サウンドを愉しむ暮らし 東京都T様邸

 娘さんの独立がきっかけで決めた住まいの全面リフォーム。T様は当初、もともと子供部屋だったこの部屋を、映画やライブ映像を愉しむAVルームにしようと考えていました。しかし、ギターが趣味というT様、打ち合わせを重ねるうちに「ワガママを聞いてくれるし、アイディアが豊富だから、ついギターが演奏できる部屋ってできるの?と相談してしまいました(笑)。」リフォーム前の家では、10本を越えるギターは物置きにしまい、たまに引っ張り出して小さな音で弾くことしかできなかったけれど、「普通の家だから仕方ない」とあきらめていたそうです。
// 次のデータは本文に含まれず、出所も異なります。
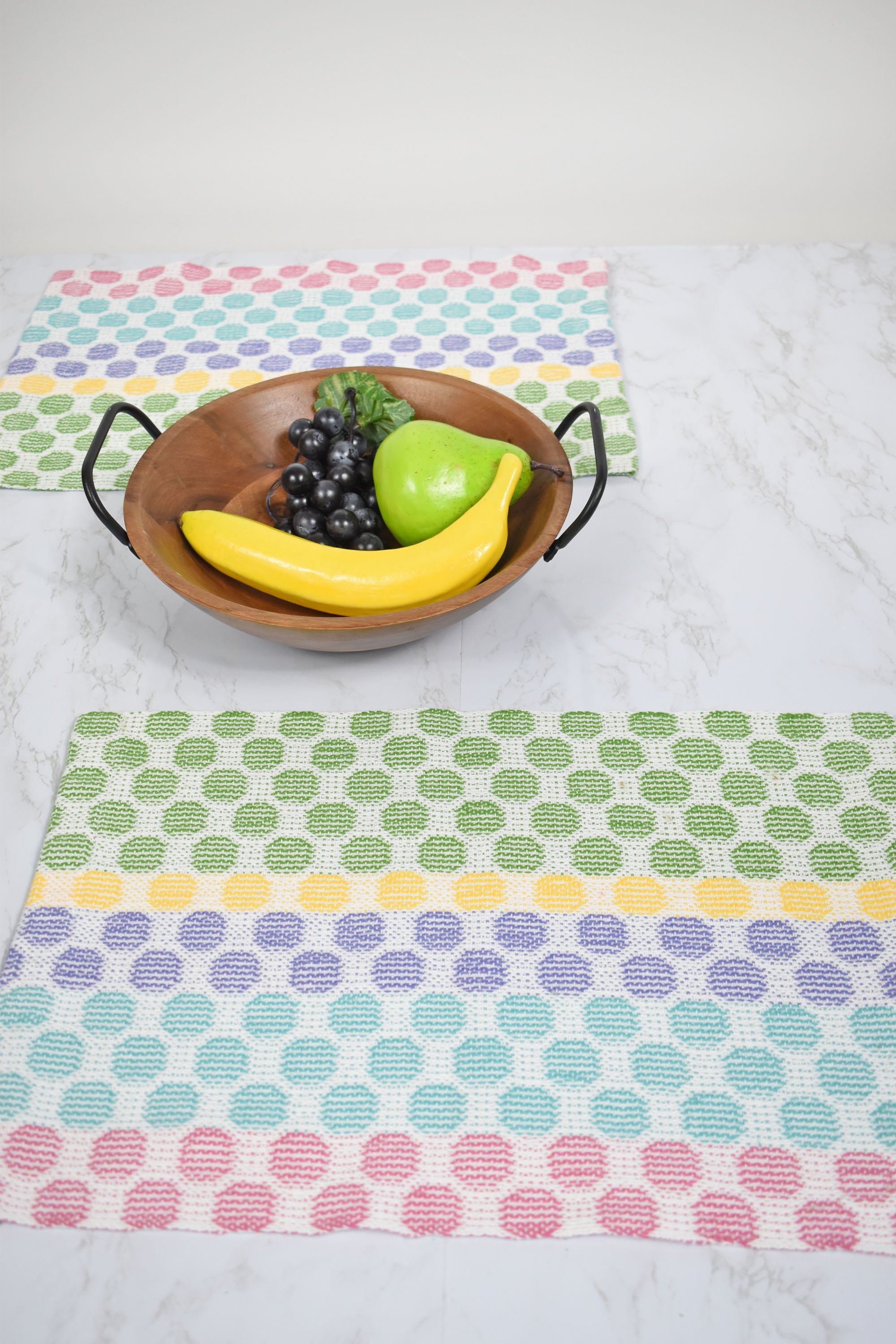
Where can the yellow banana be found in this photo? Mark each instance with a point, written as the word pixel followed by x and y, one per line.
pixel 361 582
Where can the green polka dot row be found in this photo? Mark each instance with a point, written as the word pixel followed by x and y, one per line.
pixel 677 796
pixel 43 441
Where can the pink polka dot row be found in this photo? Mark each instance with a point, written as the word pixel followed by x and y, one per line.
pixel 477 1160
pixel 428 1210
pixel 168 285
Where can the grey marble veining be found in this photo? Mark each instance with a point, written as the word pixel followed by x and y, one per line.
pixel 750 565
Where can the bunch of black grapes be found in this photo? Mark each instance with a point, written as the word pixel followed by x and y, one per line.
pixel 330 487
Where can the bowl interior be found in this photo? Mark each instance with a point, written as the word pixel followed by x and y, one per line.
pixel 226 455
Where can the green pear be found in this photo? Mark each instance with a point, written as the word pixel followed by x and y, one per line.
pixel 428 474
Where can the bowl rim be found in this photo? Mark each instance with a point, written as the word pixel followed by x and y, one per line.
pixel 304 620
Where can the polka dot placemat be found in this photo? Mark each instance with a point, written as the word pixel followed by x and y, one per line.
pixel 170 339
pixel 509 974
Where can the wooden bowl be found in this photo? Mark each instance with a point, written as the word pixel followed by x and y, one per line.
pixel 226 456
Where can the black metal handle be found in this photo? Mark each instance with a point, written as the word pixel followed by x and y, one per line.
pixel 601 472
pixel 93 453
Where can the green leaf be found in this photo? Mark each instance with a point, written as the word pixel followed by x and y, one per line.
pixel 378 410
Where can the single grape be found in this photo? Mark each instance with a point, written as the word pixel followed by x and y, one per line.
pixel 340 451
pixel 308 521
pixel 297 429
pixel 345 475
pixel 297 479
pixel 327 496
pixel 369 519
pixel 343 526
pixel 330 421
pixel 314 444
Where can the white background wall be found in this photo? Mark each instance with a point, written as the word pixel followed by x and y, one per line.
pixel 292 124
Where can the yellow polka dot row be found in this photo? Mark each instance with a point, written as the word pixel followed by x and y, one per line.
pixel 716 898
pixel 191 381
pixel 201 381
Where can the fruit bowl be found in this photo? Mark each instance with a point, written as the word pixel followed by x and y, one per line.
pixel 228 453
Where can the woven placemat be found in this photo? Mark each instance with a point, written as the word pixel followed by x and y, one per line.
pixel 170 339
pixel 509 974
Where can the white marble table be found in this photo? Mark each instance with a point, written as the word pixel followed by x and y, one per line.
pixel 751 565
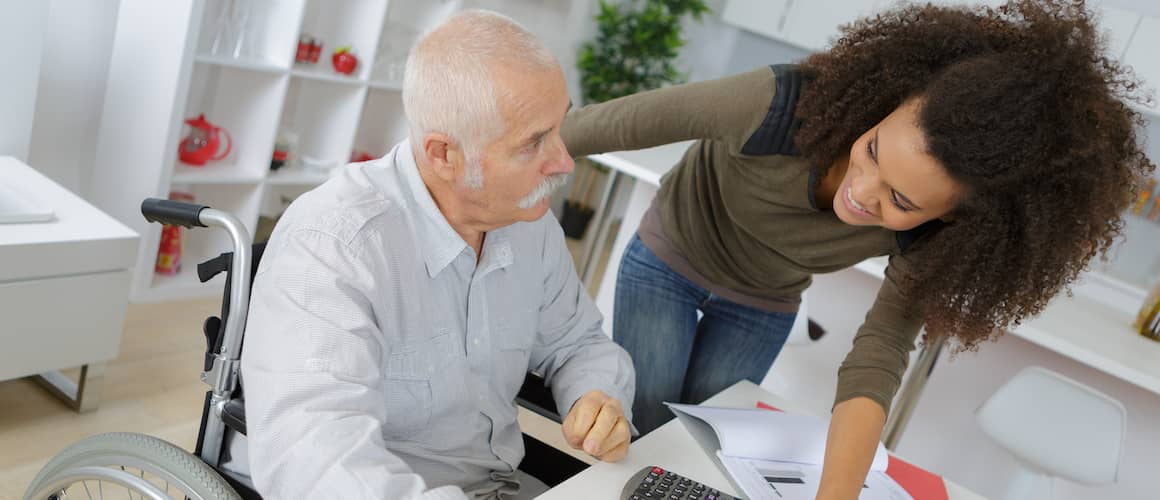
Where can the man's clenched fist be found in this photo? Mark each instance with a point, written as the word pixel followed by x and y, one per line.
pixel 596 424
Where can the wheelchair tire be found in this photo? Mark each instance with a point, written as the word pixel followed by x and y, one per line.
pixel 129 455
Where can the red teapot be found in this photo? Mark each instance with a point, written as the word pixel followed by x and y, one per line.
pixel 203 142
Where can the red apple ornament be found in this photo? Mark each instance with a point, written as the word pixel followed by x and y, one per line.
pixel 345 62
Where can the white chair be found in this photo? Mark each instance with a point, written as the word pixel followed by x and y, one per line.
pixel 1055 427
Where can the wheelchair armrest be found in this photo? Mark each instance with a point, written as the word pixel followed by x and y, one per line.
pixel 234 415
pixel 535 396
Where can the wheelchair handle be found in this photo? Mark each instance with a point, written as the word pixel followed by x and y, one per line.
pixel 176 214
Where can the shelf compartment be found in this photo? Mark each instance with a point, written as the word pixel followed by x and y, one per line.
pixel 325 117
pixel 258 65
pixel 270 33
pixel 246 104
pixel 346 22
pixel 382 124
pixel 214 173
pixel 320 74
pixel 297 176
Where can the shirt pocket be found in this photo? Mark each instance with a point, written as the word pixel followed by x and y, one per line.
pixel 513 355
pixel 410 401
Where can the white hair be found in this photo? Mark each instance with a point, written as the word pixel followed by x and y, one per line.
pixel 448 86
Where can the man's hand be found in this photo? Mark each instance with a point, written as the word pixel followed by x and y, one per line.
pixel 596 424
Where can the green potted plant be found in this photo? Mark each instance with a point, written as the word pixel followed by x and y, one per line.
pixel 636 48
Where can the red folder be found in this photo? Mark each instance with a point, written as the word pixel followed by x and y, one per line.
pixel 920 483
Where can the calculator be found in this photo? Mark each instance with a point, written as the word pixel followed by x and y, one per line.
pixel 655 483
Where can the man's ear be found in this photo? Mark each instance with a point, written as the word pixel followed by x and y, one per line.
pixel 443 156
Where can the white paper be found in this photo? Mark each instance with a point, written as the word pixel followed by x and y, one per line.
pixel 19 208
pixel 768 435
pixel 785 480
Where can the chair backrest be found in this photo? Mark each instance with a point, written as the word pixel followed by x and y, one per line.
pixel 1057 426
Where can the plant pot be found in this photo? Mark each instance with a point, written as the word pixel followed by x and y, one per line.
pixel 575 219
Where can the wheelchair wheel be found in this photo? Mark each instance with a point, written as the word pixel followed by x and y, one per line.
pixel 128 465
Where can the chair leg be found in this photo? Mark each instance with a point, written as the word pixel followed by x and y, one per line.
pixel 1027 484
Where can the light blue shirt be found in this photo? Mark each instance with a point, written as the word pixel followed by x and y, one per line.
pixel 382 362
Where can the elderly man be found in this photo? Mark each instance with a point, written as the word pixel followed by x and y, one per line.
pixel 399 305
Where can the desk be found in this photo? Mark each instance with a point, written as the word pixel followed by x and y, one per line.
pixel 672 448
pixel 64 288
pixel 1093 327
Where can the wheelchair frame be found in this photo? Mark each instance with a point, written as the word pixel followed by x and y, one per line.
pixel 94 458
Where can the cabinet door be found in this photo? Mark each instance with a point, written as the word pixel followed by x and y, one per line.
pixel 1140 55
pixel 766 17
pixel 812 24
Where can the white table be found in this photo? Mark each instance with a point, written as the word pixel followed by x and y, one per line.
pixel 672 448
pixel 64 288
pixel 1086 327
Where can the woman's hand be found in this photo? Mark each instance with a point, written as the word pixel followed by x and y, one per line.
pixel 855 429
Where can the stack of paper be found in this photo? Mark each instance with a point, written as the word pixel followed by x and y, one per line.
pixel 775 455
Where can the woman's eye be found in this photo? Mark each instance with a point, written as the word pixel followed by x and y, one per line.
pixel 893 198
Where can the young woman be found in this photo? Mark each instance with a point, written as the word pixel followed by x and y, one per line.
pixel 988 152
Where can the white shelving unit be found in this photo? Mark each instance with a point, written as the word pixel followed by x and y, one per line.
pixel 164 71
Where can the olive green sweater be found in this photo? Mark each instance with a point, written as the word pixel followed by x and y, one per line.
pixel 742 219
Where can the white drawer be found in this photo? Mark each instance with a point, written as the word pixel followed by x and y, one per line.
pixel 60 323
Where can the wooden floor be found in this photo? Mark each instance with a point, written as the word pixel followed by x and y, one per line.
pixel 151 388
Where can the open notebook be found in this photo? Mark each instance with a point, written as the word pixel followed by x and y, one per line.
pixel 775 455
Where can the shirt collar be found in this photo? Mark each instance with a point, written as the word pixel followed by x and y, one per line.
pixel 437 239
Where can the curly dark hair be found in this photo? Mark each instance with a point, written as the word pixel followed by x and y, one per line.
pixel 1022 107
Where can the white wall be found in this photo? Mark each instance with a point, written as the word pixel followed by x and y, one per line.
pixel 78 44
pixel 942 435
pixel 21 31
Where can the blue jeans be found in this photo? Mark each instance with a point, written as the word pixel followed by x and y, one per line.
pixel 679 359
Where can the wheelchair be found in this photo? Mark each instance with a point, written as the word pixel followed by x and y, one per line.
pixel 131 465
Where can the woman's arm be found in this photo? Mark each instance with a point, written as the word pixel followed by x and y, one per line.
pixel 855 429
pixel 867 383
pixel 725 109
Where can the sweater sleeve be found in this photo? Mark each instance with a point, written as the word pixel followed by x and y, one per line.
pixel 875 366
pixel 727 109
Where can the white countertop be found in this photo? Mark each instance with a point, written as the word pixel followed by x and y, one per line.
pixel 80 239
pixel 671 447
pixel 646 165
pixel 1081 327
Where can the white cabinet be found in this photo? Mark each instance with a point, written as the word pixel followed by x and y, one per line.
pixel 179 59
pixel 1131 35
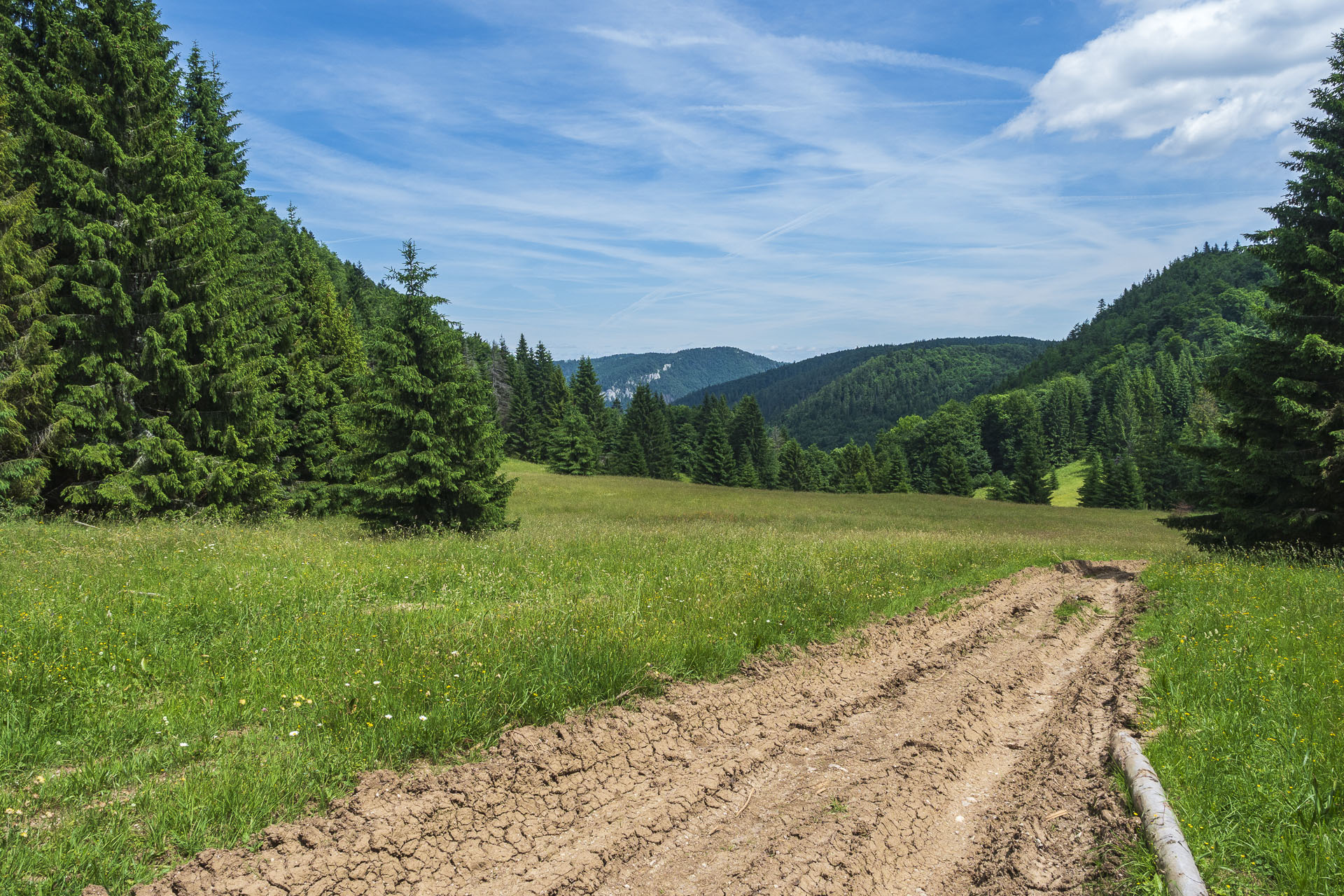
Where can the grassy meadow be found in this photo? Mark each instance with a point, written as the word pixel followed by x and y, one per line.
pixel 169 687
pixel 1247 697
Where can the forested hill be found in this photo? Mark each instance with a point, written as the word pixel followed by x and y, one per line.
pixel 911 379
pixel 672 374
pixel 862 390
pixel 778 390
pixel 1202 298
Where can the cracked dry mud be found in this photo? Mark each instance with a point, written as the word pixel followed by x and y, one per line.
pixel 956 754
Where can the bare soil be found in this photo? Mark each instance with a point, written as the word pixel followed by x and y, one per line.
pixel 961 752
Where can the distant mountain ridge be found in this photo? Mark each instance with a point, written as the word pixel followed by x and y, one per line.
pixel 860 391
pixel 672 374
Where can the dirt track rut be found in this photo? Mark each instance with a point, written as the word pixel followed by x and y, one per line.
pixel 927 755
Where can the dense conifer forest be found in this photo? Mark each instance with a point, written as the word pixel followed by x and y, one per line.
pixel 675 374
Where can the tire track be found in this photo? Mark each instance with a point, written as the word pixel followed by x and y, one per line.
pixel 932 755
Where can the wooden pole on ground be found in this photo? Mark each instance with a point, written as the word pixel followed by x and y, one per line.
pixel 1160 825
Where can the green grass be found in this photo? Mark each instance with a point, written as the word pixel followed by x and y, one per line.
pixel 1246 692
pixel 172 687
pixel 1070 480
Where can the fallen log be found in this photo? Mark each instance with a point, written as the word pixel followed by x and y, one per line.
pixel 1161 828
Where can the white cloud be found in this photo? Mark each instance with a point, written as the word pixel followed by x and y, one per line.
pixel 1200 74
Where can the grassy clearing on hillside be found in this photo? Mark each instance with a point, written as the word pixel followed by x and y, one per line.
pixel 1246 691
pixel 174 687
pixel 1070 481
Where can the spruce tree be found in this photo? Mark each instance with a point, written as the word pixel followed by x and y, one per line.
pixel 29 363
pixel 953 475
pixel 524 435
pixel 1032 475
pixel 892 470
pixel 769 469
pixel 648 421
pixel 588 394
pixel 323 360
pixel 714 463
pixel 1278 472
pixel 432 449
pixel 1000 486
pixel 745 475
pixel 574 448
pixel 793 468
pixel 163 414
pixel 1124 485
pixel 628 453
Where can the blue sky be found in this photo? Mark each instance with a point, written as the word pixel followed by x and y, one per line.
pixel 788 178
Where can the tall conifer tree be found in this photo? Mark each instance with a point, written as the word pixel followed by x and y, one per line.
pixel 588 394
pixel 574 448
pixel 714 460
pixel 432 450
pixel 162 418
pixel 29 430
pixel 1278 472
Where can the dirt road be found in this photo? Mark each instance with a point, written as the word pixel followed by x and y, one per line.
pixel 961 754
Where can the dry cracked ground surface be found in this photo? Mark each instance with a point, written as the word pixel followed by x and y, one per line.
pixel 960 752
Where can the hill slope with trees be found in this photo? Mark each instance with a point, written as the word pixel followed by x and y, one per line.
pixel 913 379
pixel 671 374
pixel 778 390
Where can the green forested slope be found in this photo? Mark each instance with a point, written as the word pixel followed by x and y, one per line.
pixel 672 374
pixel 778 390
pixel 1200 298
pixel 914 379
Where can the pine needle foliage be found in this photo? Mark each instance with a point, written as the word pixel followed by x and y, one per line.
pixel 432 449
pixel 1278 469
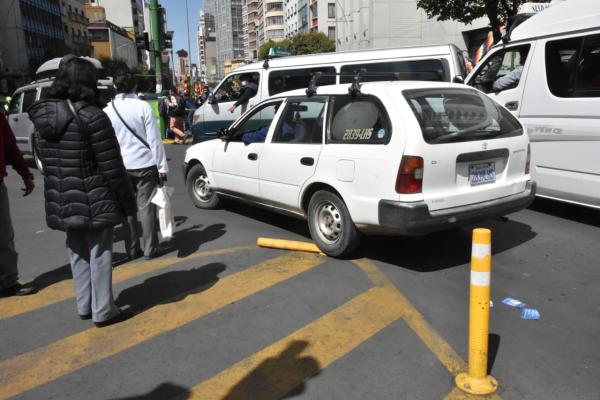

 夢は大音響で思いっきり弾くこと。さらにギターコレクションも格好よく飾りたい。そんなT様の思いを実現すべく、三菱ホームと協力関係にあるスタジオ専門の設計会社も加わり、1つ1つを形に。
「反響や吸音もしっかり計算してくれて『こうすると音がしまる』『腰がおちつく』など、僕より熱心に考えてくれたくらい。ライトアップしたディスプレイも気に入っています」。
打ち合わせはときに長時間にわたって盛り上がり「本当に面白かった」とT様。「自宅にこんな本格的な防音室がつくれるなんて思っていなかった。大きな音を出してもほとんど外にもれないんですよ」と心底うれしそうな表情。

 週末は1日中この部屋で好きな曲を奏でたり、ときには学生時代のギター仲間が集まって70〜80年代のロックをセッションすることも。
「軽く飲みながら、好きに弾く。大人の愉しみですね」

  • 写真1
    ビートルズやディープパープルの名曲を弾いたり、一日ギターを眺めていたり…。週末はほとんどをこの部屋で過ごされるとか。
  • 写真2 正面つきあたりはヨーロッパ産大理石を張ったフォーカルポイント。お気に入りのスピーカーとの相性も良。
リフォームコンサルタント 高宮勝美
STAFF MESSAGE

ご依頼に対して課題は『いかに防音効果を高めるか』でした。四方の壁と天井と床、計6面に遮音ボードをはり、さらに住居部と防音室の間に遮音層をつくり、音が躯体からダイニングや寝室など生活空間に響かないよう工夫しました。防音扉も二重にし、空気層をつくって遮音効果を上げ、いわば完全密封された箱のような空間を、家の中につくることをめざしました。吸音材の上に紫のクロスを張った吸音ボードなど、壁面は意匠性と実用性の両面から素材をご提案しました。大人の隠れ家、私にとっても憧れの部屋ですね(笑)。